Domenica sera si gioca la Partita. Il derby. Nel nostro caso, quello di Milano. Anche se il primo fu disputato a Chiasso il 18 ottobre 1908, sette mesi dopo la nascita dell'Inter, vinse il Milan per 2-1. La sfida sotto la Madonnina, nella storia ha visto protagonisti in campo grandi campioni, due grandi squadre che nel loro palmarès vantano scudetti e Coppe da mostare al mondo con orgoglio. A Milano, quindi, vincere il derby è servito spesso per ottenere poi traguardi ben più importanti della supremazia cittadina. Ma al di là del risultato, la contesa meneghina significa di più, molto di più. Di fronte due tifoserie che hanno rappresentato due stili di vita diversi nella metropoli lombarda. La tradizione racconta che la radice del tifo rossonero era riconducibile alle classi popolari e operaie della città e per questo i milanisti sono identificati come "casciavit", che in dialetto milanese vuol dire cacciaviti. Il tifo interista si immedesimava invece in maggioranza nella borghesia milanese e così i tifosi rossoneri coniarono per i rivali nerazzurri il termine "baùscia", ossia sbruffone. 

Negli anni questi modi di essere si sono riproposti abbastanza fedelmente nei comportamenti allo stadio. I milanisti hanno spesso sostenuto la squadra a prescindere, mentre gli interisti, ipercritici e dal cosiddetto palato fino, dovevano essere trascinati dai loro giocatori per creare la bolgia a San Siro. Ora non è più così, o almeno non è proprio del tutto così. Il tessuto cittadino è cambiato, Milan ed Inter hanno tifosi in tutta Italia, la Curva Nord nerazzurra da più di un decennio è molto più colorata e rumorosa della Sud rossonera. Detto questo, rimane, a mio avviso, eterno il concetto rappresentato dal titolo di questo editoriale: Il derby non è una partita come un'altra, con buona pace di Zdenek Zeman che nei suoi trascorsi nella Capitale, prima sulla panchina della Lazio, poi su quella della Roma, si affannava a smorzare le tensioni dicendo che sempre tre punti regala. Vero, ma al tifoso il derby regala, prima e dopo i classici novanta minuti, scossoni fisici e mentali difficili da far comprendere a chi non sa. E' anche vero che molti tifosi rossonerazzurri non di Milano, vedono nella Juventus il primo "nemico", il derby viene dopo. Ma per chi invece, fin da piccolo ha giocato a pallone, con le figurine, discusso con gli amici di sempre dell'altra sponda nella fredda, grigia e nebbiosa, ma affascinante Milano, anche dopo i 50 anni compiuti e magari con il tesserino da giornalista in tasca, conta le ore che separano dall'evento che si consumerà domenica prossima nel Tempio.

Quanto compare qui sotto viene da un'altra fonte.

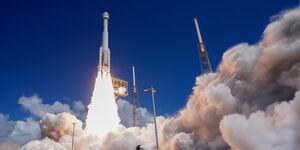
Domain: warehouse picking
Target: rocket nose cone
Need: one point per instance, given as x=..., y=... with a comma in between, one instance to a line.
x=105, y=15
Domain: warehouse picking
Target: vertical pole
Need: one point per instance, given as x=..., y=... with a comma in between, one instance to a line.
x=135, y=99
x=73, y=136
x=154, y=114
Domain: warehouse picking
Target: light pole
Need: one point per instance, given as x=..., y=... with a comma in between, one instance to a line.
x=154, y=113
x=73, y=136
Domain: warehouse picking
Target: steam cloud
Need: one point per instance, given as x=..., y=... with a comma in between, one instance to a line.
x=252, y=102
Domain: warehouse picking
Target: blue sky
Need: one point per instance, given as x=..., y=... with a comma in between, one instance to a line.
x=51, y=47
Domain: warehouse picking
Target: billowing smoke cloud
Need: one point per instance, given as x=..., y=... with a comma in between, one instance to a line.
x=251, y=102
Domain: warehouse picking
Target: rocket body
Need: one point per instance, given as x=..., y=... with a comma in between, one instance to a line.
x=104, y=55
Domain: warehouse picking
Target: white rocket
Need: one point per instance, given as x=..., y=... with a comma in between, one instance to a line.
x=104, y=55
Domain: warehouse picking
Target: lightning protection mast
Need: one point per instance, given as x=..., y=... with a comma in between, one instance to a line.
x=135, y=100
x=205, y=65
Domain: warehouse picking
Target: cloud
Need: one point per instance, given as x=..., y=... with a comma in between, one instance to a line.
x=35, y=106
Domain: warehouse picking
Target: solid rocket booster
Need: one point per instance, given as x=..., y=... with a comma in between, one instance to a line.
x=201, y=43
x=104, y=55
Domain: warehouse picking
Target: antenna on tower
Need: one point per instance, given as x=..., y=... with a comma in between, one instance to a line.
x=135, y=100
x=203, y=54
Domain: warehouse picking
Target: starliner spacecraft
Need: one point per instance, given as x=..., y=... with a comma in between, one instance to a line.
x=104, y=55
x=120, y=86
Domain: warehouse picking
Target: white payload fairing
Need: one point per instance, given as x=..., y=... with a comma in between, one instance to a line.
x=104, y=55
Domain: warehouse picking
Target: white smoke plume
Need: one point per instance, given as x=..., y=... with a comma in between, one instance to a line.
x=251, y=102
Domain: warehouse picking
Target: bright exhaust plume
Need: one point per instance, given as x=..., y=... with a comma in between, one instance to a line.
x=102, y=114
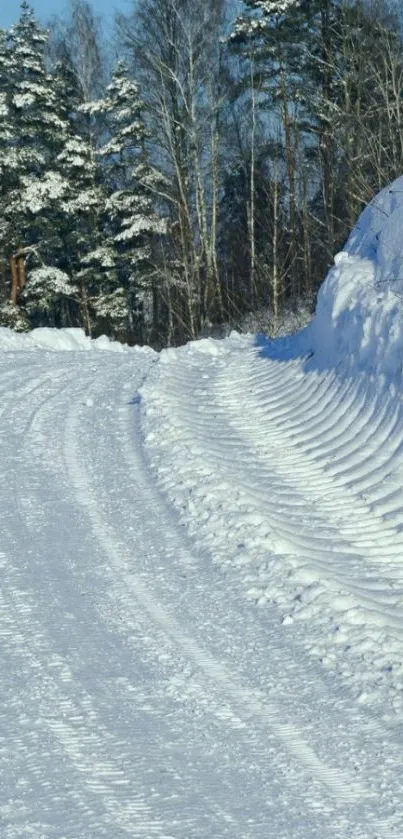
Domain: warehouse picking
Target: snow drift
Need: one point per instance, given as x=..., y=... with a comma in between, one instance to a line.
x=359, y=317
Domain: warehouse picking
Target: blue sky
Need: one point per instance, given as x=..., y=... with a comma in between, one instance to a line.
x=45, y=9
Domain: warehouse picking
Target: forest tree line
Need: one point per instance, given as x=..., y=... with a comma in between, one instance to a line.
x=208, y=175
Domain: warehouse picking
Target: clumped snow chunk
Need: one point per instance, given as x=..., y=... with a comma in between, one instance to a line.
x=359, y=317
x=57, y=340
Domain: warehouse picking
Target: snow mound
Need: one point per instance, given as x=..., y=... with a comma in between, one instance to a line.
x=60, y=340
x=359, y=317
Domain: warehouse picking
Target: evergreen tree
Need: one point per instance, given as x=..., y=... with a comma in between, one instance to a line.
x=35, y=188
x=131, y=223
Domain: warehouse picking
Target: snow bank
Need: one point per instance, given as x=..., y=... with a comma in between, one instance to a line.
x=60, y=340
x=359, y=317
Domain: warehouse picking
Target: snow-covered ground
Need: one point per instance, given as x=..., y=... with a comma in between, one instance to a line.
x=201, y=600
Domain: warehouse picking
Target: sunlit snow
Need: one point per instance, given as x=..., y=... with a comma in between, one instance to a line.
x=201, y=601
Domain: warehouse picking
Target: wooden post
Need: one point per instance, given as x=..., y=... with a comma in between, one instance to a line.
x=14, y=280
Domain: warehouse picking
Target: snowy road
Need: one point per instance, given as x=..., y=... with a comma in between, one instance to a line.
x=201, y=605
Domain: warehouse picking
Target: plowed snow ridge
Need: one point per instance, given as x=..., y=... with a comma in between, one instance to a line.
x=142, y=693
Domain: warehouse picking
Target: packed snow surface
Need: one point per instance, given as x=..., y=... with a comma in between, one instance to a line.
x=201, y=601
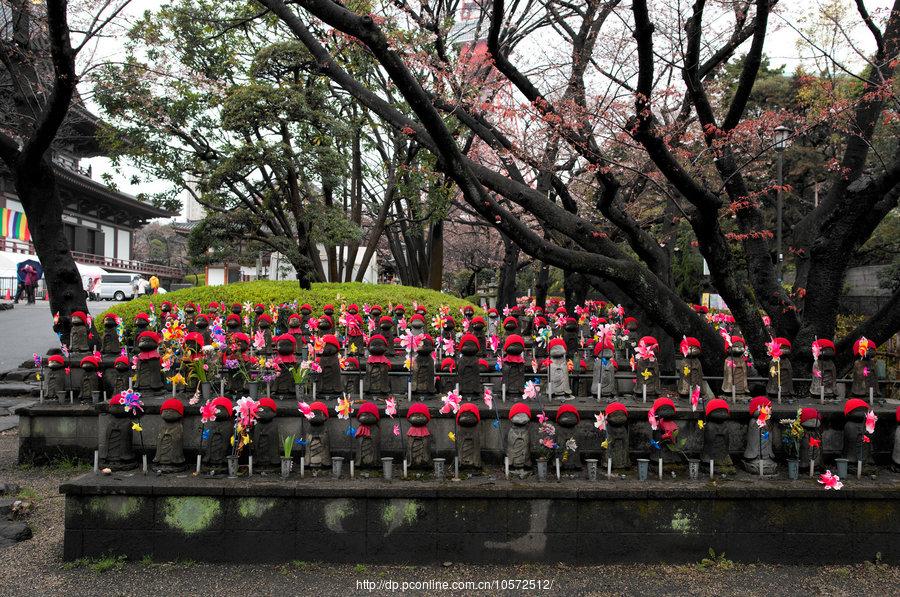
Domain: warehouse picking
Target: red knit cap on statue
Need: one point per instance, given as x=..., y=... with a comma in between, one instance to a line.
x=519, y=408
x=370, y=408
x=660, y=402
x=716, y=404
x=225, y=403
x=470, y=407
x=567, y=408
x=853, y=404
x=557, y=342
x=758, y=403
x=173, y=404
x=418, y=409
x=808, y=414
x=268, y=403
x=616, y=407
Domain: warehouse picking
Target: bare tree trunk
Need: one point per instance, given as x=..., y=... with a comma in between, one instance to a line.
x=436, y=256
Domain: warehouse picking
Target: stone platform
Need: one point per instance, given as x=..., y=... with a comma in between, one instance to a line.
x=483, y=519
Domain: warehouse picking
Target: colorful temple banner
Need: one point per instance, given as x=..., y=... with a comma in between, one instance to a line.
x=14, y=224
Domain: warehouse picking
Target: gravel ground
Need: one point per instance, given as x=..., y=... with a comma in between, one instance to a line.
x=35, y=567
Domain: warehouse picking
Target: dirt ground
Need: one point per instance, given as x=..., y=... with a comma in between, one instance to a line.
x=35, y=567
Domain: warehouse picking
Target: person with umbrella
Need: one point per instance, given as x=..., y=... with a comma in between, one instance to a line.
x=28, y=272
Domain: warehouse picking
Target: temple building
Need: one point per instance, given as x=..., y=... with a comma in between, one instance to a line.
x=99, y=221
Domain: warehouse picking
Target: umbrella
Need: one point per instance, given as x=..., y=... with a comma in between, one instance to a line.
x=38, y=268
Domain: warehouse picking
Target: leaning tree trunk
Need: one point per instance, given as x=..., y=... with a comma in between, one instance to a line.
x=39, y=195
x=506, y=288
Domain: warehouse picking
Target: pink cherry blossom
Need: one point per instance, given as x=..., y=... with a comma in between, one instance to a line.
x=830, y=481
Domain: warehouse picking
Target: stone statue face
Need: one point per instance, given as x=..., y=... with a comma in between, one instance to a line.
x=170, y=416
x=719, y=415
x=665, y=412
x=266, y=414
x=617, y=418
x=147, y=344
x=467, y=419
x=367, y=419
x=418, y=420
x=567, y=419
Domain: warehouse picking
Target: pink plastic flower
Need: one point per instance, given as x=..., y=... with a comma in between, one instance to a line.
x=870, y=421
x=247, y=411
x=207, y=412
x=343, y=408
x=830, y=481
x=305, y=410
x=451, y=402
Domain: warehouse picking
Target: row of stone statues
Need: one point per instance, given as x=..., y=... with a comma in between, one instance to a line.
x=218, y=431
x=468, y=369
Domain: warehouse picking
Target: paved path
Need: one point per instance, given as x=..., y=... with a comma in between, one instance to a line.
x=27, y=329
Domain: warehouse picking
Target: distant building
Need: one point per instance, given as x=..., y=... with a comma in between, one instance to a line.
x=99, y=222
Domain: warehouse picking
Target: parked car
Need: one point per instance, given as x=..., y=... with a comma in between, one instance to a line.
x=117, y=287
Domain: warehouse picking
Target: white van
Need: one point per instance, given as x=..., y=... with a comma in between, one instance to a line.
x=117, y=287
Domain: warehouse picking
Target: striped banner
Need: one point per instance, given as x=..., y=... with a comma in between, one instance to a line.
x=14, y=224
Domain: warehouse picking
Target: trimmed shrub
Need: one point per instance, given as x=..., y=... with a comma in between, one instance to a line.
x=268, y=292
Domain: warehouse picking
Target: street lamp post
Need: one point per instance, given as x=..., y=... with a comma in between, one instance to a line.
x=781, y=136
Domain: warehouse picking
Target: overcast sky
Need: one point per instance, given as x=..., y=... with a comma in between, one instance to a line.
x=784, y=46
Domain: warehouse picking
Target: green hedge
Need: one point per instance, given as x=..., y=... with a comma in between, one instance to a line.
x=267, y=292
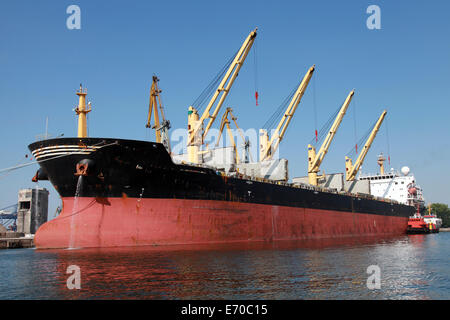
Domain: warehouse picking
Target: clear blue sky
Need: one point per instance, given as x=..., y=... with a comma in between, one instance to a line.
x=404, y=67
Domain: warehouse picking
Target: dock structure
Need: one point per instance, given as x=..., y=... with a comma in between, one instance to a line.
x=10, y=240
x=32, y=209
x=32, y=212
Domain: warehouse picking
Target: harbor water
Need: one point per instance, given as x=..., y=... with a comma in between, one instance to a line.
x=411, y=267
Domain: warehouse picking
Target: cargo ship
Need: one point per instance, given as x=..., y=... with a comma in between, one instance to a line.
x=118, y=192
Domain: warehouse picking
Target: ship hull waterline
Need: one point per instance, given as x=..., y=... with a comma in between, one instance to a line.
x=115, y=222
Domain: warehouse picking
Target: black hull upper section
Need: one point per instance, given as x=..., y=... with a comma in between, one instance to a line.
x=117, y=168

Molto è cambiato, forse troppo, nel calcio e nella vita, ma Milano, nel giorno del derby, mantiene tratti, profumi e colori indelebili. Il tram, le rotaie, la metropolitana, Piazzale Lotto, a piedi per Viale Caprilli, le bancarelle con sciarpe e bandiere, i tornanti dello stadio, la tensione che sale, la visione delle Curve vestite a festa, nonostante qualcuno si stia impegnando per vietare la passione. Poi l'entrata in campo. Fortunatamente i tifosi del Milan hanno ottenuto di non far giocare la squadra con una improbabile maglia gialla come invece avrebbero desiderato gli schiavi del marketing. Da interista, mi sarei arrabbiato e anche offeso. Derby è anche la contrapposizione di quei colori che hanno fatto la storia. Rossoneri contro Nerazzurri e metto prima loro perché il calendario dice che giocano in casa. Sinora sono stato equidistante, limitandomi a raccontare un po' di storia di questo derby e le sensazioni del tifoso. Chiudo prendendo posizione. Quinto posto, quarto posto, Europa League. Beh domenica non penserò molto a questi obiettivi, seppur importanti. C'è il Derby, la Partita. Prima sugli spalti, poi in campo. Voglio due vittorie, della Curva Nord e dell'Inter.